The Florida Spiny Lobster
How to Catch It, Its Biology, A Crawfish Cookbook, and First Aid for Minor Diving Injuries
The Florida Spiny Lobster tells what every crawfish hunter ought to know about his quarry, what equipment he’ll need, where to find them, and how to catch them. It also provides some tried and true recipes for those lucky lobster hunters who get some of these spiny delicacies as far as the kitchen. It also delves into the rules and regulations covering its capture and gives some common sense suggestions on how to safely manage the hunt.
In writing the section on the biology of the spiny lobster the author takes great care to keep everything within the grasp of the average reader. Unnecessary scientific terminology is avoided while making an effort to answer every question that is likely to be asked about the crawfish.
Every lobster hunter is likely to experience some kind of injury while seeking his prey. Fortunately, diving injuries are rarely serious. First aid for the most common minor injuries is covered in the last part of The Florida Spiny Lobster.

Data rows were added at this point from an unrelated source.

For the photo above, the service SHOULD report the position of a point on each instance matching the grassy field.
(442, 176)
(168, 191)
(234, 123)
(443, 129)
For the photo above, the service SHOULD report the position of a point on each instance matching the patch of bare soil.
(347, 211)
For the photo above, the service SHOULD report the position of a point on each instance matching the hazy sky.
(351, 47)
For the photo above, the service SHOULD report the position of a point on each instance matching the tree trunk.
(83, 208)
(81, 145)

2008 Florida Publishers Association President's Book Award Finalist for Best Adult Book
About the Author
John Kappes arrived in Miami with his new wife, Annette, in 1960. He taught Biology and Marine Biology in the Miami-Dade County schools for more than 35 years, earning a Master’s Degree in Biology along the way. In the mid l960’s, he had his first encounter with the spiny lobster. He was immediately addicted to its delicious flavor and the study of its natural history.

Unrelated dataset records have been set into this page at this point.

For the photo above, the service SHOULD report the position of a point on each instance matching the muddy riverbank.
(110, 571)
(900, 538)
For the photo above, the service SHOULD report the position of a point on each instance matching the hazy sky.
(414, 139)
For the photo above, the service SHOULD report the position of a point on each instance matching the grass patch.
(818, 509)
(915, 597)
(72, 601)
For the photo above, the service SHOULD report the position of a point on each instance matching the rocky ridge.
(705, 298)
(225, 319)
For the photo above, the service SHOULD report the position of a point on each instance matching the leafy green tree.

A snorkeling and scuba diving enthusiast, John takes every opportunity to study and photograph the crawfish and its relatives in their natural habitats. His enthusiasm for diving has taken him to the wrecks of the Cayman Islands, the steep walls of Turks and Caicos, the kelp forests of Monterey, the warm waters of Cancun, the frigid waters of Vancouver Island, and the incomparable Great Barrier Reef of Australia, not to mention countless days spent diving off Miami, Fort Lauderdale, and the Florida Keys.
Now retired from teaching, John and Annette fill their time with traveling and shuttling back and forth between Miami and their home on Lower Matecumbe, in the Florida Keys.
Kappes has a son, John Jr., a recent Ph.D. in Wildlife Ecology at the University of Florida and a daughter, Kathleen, the owner and operator of Rodbenders Bar and Grille in Cutler Bay, Florida. Three years ago his granddaughter, Candis, presented John with Dylan, a great-grandson, to whom this book is dedicated.